I was convulsed and thought probably he was, too. But then it made me think about Canon Quirk, if you don’t know, the Canon P D Quirk, a one-time mentor of mine and, I sometimes think, an all-time friend. It wasn’t the stewardship of getting things finished what would have done it for the Canon, it was the notion of “Inner peace.” If anything would get him going, it was that.
I’ve reported before in this venue how Quirk disdains centering prayer and the so-called inner peace it’s supposed to provide. But I’ve reported not without consequence. Once when I suggested how could an eccentric such as he ever care for anything so balanced and purposeful and — centered, I got, if not hate mail, nonetheless a stern scolding about what was about me did I have in for centering prayer. Nothing, actually, only some seem to make quite a living at it.
I don’t know how Quirk feels about Dr Phil, but I can imagine his saying something like “Dr Feel” and then chortling about it. But my internet correspondent came closer to a Quirkian litany than I ever could. Such a household-remnants shopping list as he counted off also has great meaning for some of us alcoholics, of all people. If anything, the ones I’ve known can’t stand seeing unfinished stimulants just sitting around, lingering. How could anyone just walk away and leave a drink unfinished?
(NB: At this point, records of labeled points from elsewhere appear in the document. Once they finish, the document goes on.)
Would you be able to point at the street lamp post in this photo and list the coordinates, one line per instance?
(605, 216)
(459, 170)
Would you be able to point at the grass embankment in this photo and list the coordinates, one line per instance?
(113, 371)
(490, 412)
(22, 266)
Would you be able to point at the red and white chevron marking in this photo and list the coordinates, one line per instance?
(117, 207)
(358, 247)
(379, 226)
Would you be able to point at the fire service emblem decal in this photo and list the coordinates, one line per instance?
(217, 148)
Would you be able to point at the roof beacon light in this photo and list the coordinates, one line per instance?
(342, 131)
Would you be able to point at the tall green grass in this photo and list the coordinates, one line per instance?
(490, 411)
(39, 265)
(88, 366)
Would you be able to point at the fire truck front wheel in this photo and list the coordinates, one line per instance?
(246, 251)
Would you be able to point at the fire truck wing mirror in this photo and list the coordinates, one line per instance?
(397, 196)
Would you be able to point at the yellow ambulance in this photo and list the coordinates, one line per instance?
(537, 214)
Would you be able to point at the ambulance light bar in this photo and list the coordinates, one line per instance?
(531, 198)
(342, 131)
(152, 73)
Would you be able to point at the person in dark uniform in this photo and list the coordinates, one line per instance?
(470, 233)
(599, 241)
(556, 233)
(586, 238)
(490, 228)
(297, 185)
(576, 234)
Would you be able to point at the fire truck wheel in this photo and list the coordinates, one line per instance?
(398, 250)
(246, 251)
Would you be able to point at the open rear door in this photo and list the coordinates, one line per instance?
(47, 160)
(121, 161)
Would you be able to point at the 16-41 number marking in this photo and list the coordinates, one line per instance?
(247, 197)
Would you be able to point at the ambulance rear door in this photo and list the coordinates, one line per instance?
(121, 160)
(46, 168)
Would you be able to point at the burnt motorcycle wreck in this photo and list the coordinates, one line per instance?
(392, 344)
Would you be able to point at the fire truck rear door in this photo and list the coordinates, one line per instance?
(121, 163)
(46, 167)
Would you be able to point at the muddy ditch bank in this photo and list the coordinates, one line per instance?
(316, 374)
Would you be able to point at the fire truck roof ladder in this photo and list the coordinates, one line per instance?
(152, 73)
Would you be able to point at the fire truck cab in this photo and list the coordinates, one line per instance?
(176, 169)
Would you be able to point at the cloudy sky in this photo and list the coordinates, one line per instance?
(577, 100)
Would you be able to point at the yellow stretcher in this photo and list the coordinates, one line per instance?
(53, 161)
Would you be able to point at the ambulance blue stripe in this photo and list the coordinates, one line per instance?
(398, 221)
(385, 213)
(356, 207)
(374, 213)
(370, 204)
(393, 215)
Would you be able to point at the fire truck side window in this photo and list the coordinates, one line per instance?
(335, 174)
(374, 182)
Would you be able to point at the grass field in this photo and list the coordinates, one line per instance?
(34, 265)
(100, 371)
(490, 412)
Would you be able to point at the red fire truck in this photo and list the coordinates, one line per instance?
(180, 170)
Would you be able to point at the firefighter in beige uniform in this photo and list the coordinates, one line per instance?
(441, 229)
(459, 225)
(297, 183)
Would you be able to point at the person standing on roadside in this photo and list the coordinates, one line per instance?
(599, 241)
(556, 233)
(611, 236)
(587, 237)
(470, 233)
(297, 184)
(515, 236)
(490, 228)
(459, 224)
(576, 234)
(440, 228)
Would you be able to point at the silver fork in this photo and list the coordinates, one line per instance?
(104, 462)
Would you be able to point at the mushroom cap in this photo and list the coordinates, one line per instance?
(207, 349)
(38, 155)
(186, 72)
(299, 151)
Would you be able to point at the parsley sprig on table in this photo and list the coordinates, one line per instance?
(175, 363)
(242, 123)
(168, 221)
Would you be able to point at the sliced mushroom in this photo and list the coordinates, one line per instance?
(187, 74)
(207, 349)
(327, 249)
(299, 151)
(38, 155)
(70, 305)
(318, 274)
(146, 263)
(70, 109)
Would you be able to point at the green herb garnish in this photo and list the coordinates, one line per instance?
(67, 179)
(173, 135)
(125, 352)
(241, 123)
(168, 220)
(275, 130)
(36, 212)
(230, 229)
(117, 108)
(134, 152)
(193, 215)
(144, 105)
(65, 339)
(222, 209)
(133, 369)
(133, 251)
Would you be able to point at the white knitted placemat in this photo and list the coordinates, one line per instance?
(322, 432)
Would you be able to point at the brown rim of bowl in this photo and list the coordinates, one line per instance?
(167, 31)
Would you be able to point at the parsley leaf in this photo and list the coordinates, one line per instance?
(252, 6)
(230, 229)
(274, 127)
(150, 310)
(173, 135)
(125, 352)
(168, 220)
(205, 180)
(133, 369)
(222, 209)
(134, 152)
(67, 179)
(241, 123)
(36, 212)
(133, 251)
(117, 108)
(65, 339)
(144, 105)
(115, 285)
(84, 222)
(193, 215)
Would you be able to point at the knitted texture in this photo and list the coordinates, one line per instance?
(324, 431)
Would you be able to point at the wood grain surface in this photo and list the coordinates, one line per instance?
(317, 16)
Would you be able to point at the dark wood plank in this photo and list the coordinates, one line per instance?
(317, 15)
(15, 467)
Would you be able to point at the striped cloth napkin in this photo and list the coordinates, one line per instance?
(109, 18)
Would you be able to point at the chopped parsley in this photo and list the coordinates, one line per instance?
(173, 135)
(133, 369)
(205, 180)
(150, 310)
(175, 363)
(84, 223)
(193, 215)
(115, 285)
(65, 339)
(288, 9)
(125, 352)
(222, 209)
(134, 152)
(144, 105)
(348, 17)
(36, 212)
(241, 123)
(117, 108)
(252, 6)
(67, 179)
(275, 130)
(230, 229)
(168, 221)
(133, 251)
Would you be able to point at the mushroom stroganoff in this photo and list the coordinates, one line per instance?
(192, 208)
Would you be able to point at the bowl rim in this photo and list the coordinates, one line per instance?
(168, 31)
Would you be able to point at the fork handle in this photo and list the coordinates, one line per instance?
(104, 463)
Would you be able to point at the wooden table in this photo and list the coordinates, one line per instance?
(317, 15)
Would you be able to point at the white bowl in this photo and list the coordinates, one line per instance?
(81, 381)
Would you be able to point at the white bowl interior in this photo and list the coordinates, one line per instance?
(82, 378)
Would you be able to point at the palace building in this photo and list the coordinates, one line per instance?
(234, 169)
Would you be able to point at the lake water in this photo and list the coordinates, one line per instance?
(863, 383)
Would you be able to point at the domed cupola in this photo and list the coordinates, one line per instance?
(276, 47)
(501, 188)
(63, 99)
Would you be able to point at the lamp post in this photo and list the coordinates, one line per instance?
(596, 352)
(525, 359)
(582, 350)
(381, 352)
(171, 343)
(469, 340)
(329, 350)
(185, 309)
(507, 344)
It’s not that Quirk is, as they say, and so far as I know, a friend of Bill W’s, but he is one to appreciate not so much balance as order, and I am sure he would admire a person finishing all the things once started.
This disturbed him about me and frequently tested our friendship. He could never understand my excuse that being a Myers-Briggs P except, as I said, in certain matters, makes it next to impossible for me to measure up to his J, our preferences being, as it were, something I always thought rather biblical, like seeing through a glass darkly.
I wonder what Dr Phil might do with that?